I’ve been learning German these last few weeks. I’m at German lessons three hours per day + homework and five days per week. Its very amusing and interesting. We are doing prepositions. It seems that most German prepositions can be translated into most English prepositions. You just have to know the right context to do it. For example an English preposition is ‘at’. In German it can be an, auf, bei, für, in, mit, nach, über, um, von, vor, zu. That covers about half of common German prepositions. I have made a small matrix to map German prepositions against English ones. There's a dot where one can mean the other.

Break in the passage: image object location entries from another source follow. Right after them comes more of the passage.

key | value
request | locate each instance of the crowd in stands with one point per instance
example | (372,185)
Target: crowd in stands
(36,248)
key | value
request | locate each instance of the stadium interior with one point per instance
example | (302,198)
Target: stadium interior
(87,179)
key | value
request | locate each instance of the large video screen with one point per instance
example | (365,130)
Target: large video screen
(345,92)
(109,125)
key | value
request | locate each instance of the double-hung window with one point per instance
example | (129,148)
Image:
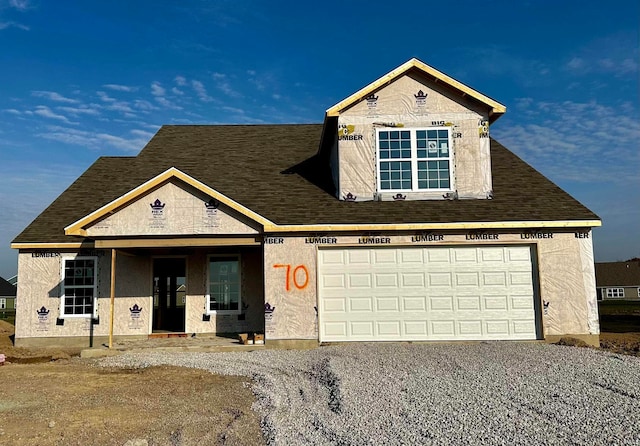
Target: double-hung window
(415,160)
(615,293)
(224,284)
(79,286)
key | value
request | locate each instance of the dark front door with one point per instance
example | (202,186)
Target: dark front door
(169,294)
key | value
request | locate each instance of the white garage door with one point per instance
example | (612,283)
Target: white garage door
(426,293)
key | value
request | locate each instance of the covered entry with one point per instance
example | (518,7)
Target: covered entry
(169,294)
(427,293)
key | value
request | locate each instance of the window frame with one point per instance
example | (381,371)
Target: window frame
(63,287)
(414,160)
(615,290)
(210,258)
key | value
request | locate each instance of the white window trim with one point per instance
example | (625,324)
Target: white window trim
(619,291)
(95,287)
(208,295)
(414,162)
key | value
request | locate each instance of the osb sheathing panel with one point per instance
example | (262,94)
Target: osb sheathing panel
(397,106)
(39,292)
(565,280)
(252,296)
(178,211)
(290,288)
(133,287)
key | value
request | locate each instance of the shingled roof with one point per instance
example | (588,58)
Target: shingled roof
(618,274)
(278,172)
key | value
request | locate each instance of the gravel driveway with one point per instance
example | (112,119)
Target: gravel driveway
(440,394)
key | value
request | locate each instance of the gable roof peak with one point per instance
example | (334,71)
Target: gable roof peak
(496,109)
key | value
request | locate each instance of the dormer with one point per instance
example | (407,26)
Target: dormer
(413,134)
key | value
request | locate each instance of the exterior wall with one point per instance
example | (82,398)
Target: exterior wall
(134,277)
(183,212)
(563,261)
(397,106)
(630,293)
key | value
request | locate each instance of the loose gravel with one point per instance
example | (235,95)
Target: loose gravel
(432,394)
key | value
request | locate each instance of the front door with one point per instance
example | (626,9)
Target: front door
(169,294)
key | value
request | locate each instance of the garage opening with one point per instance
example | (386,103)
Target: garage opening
(427,293)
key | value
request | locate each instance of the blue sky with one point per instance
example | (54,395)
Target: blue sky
(83,79)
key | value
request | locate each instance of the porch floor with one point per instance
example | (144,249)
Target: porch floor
(172,342)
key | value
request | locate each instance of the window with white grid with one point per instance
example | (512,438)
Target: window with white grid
(414,160)
(79,286)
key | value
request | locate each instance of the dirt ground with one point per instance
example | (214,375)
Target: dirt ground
(65,401)
(51,397)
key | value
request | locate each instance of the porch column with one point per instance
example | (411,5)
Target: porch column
(112,295)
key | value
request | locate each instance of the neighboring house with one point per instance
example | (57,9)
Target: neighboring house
(7,298)
(397,219)
(618,280)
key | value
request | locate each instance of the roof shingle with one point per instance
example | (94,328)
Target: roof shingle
(276,171)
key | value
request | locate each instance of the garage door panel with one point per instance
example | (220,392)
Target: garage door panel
(332,257)
(440,328)
(521,302)
(359,280)
(468,302)
(498,278)
(383,280)
(467,279)
(470,328)
(335,305)
(389,328)
(412,280)
(497,327)
(360,304)
(414,304)
(439,279)
(387,304)
(337,330)
(332,281)
(427,293)
(439,303)
(495,302)
(385,257)
(362,329)
(416,328)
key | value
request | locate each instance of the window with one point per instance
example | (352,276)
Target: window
(79,288)
(224,284)
(615,293)
(415,160)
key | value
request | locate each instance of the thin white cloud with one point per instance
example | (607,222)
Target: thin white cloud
(223,85)
(97,140)
(46,112)
(20,5)
(77,111)
(198,87)
(577,141)
(167,103)
(104,97)
(156,89)
(53,96)
(5,25)
(117,87)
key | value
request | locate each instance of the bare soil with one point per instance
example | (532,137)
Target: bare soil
(52,397)
(66,401)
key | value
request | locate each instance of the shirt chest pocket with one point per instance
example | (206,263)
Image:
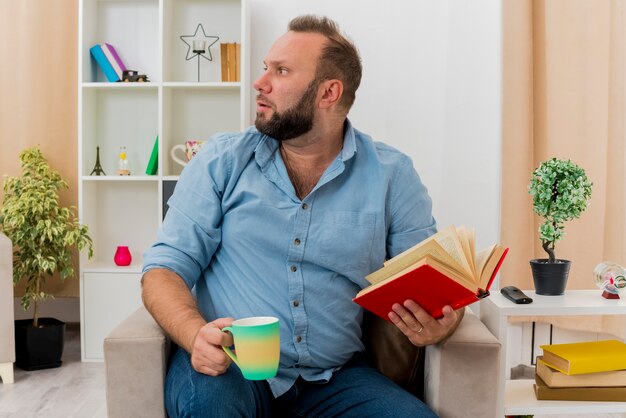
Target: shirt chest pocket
(342,240)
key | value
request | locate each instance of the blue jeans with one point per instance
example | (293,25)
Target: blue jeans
(357,390)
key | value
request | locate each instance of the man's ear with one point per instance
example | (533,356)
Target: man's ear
(331,92)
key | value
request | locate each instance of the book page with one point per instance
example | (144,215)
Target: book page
(449,240)
(491,264)
(467,238)
(434,263)
(482,257)
(406,259)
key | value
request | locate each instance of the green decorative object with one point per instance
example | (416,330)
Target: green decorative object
(561,192)
(43,233)
(153,163)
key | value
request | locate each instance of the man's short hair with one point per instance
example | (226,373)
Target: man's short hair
(340,58)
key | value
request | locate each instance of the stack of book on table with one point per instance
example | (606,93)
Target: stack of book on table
(584,371)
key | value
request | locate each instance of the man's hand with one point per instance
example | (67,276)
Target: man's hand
(207,355)
(421,328)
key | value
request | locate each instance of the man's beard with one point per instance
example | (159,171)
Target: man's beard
(293,122)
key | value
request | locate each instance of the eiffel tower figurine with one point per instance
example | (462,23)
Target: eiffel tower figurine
(97,169)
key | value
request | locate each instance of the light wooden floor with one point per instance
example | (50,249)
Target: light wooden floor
(75,389)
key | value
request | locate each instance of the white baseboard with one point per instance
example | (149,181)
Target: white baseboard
(63,309)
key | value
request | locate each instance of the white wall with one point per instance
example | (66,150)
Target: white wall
(431,87)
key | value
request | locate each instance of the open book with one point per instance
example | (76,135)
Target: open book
(444,269)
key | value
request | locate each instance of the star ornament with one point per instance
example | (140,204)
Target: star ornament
(189,41)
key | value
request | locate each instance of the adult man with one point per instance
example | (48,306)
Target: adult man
(286,220)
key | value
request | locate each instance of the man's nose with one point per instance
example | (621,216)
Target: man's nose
(262,84)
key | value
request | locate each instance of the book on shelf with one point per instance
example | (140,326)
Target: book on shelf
(555,379)
(606,394)
(585,357)
(444,269)
(114,59)
(103,63)
(230,54)
(237,61)
(224,61)
(153,163)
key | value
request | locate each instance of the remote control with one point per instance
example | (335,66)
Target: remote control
(514,294)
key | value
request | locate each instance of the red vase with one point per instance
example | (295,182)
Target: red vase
(122,256)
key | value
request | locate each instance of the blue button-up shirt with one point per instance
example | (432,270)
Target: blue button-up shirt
(237,233)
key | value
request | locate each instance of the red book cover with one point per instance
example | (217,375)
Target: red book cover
(424,284)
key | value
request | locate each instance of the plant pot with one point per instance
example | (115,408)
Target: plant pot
(550,278)
(39,348)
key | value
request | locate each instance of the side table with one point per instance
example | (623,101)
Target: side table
(517,397)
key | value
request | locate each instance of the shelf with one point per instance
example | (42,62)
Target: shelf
(202,85)
(108,86)
(520,400)
(173,106)
(120,178)
(110,267)
(574,302)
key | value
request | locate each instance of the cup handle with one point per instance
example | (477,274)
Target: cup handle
(174,157)
(227,350)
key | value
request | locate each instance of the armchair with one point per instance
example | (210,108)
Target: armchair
(459,374)
(7,336)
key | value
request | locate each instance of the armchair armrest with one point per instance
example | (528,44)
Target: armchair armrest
(461,374)
(136,354)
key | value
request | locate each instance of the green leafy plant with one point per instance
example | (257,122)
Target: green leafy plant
(43,233)
(561,192)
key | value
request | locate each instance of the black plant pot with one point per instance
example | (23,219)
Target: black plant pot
(550,278)
(41,347)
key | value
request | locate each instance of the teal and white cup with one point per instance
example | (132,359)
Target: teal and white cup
(257,346)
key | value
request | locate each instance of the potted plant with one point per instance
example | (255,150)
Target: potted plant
(561,192)
(43,236)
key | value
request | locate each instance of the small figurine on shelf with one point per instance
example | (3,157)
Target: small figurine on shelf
(97,169)
(132,76)
(122,256)
(611,278)
(122,164)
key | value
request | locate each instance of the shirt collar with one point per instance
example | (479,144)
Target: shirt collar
(267,146)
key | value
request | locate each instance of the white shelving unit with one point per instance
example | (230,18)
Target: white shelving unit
(517,397)
(127,210)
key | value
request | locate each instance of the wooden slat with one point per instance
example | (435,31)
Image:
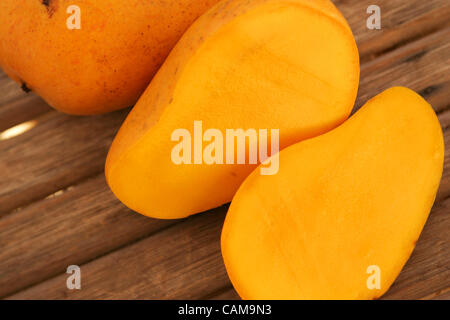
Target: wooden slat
(426,275)
(22,109)
(427,271)
(80,149)
(185,261)
(58,152)
(423,66)
(181,261)
(71,227)
(35,183)
(401,22)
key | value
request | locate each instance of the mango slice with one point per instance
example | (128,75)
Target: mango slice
(291,65)
(345,209)
(103,66)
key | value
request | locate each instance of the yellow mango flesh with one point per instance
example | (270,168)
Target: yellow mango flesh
(290,65)
(355,197)
(104,66)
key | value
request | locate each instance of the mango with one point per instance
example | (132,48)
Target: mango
(344,212)
(103,66)
(286,65)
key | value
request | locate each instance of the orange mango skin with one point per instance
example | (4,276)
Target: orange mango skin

Yesterday we studied a short passage about Grunewald, which is a huge wood in Berlin and is ‘beloved of Berliners’. In the six year war (Weltkrieg II) it got bombed to bits. (God knows why the Brits an Yanks were bombing a forest.) The Berliners replanted it and also build ‘devils mountain’ (Teufelsberg) with the rubble from the destroyed city. As homework we were asked to write a short essay about Grunewald. I am proud to say that I invented a new word. It’s Weltkriegschutt. That means world-war-rubble – quite an important natural resource in Berlin! When I read out the sentence: Der Teufelberg war vom Weltkriegschutt gebaut, my teacher looked up and nodded in agreement. Hurrah.